Does storage time have any impact on the transcriptome of slowly frozen cryopreserved human metaphase II (MII) oocytes?
The length of cryostorage has no effect on the gene expression profile of human MII oocytes.
Oocyte cryopreservation is a widely used technique in IVF for storage of surplus oocytes, as well as for fertility preservation (i.e. women undergoing gonadotoxic therapies) and oocyte donation programs. Although cryopreservation has negative impacts on oocyte physiology and it is associated with decrease of transcripts, no experimental data about the effect of storage time on the oocyte molecular profile are available to date.
This study included 27 women, ≤38 years aged, without any ovarian pathology, undergoing IVF treatment. Surplus MII oocytes were donated after written informed consent. A total of 31 non-cryopreserved oocytes and 68 surviving slow-frozen/rapid-thawed oocytes (32 oocytes cryostored for 3 years and 36 cryostored for 6 years) were analyzed.
Pools of ≈10 oocytes for each group were prepared. Total RNA was extracted from each pool, amplified, labeled and hybridized on oligonucleotide microarrays. Analyses were performed by R software using the limma package.
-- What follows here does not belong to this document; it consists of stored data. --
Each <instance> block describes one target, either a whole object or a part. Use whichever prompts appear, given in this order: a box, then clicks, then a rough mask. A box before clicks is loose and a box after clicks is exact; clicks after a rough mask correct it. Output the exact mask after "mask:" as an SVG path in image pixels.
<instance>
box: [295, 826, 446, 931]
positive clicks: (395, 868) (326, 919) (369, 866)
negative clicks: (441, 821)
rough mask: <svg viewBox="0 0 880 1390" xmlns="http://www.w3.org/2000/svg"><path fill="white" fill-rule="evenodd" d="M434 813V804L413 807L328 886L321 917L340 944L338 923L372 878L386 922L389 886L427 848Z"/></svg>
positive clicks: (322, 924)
Comparison of gene expression profiles between surviving thawed oocytes after 3 and 6 years of storage in liquid nitrogen found no differently expressed genes. The expression profiles of cryopreserved MII oocytes significantly differed from those of non-cryopreserved oocytes in 107 probe sets corresponding to 73 down-regulated and 29 up-regulated unique transcripts. Gene Ontology analysis by DAVID bioinformatics resource disclosed that cryopreservation deregulates genes involved in oocyte function and early embryo development, such as chromosome organization, RNA splicing and processing, cell cycle, cellular response to DNA damage and to stress, DNA repair, calcium ion binding, malate dehydrogenase activity and mitochondrial activity. Among the probes significantly up-regulated in cryopreserved oocytes, two corresponded to ovary-specific expressed large intergenic noncoding (linc)RNAs.
Data validation in a larger cohort of samples would be beneficial, although we applied stringent criteria for gene selection (fold-change >3 or <1/3 and FDR < 0.1). Further research should be undertaken to verify experimentally that the length of cryostorage has no effect on gene expression profile of vitrified/warmed MII oocytes, as well as to include in analyses 'older' frozen oocytes.
Confirmation that the length of storage does not alter the gene expression profile of frozen oocytes is noteworthy for the safety issue of long-term oocyte banking, i.e. fertility preservation, gamete donation.
This study was supported by a grant of the Italian Ministry of Health (CCM 2012) and by Ferring Pharmaceutical company. The authors have no conflicts of interest to declare.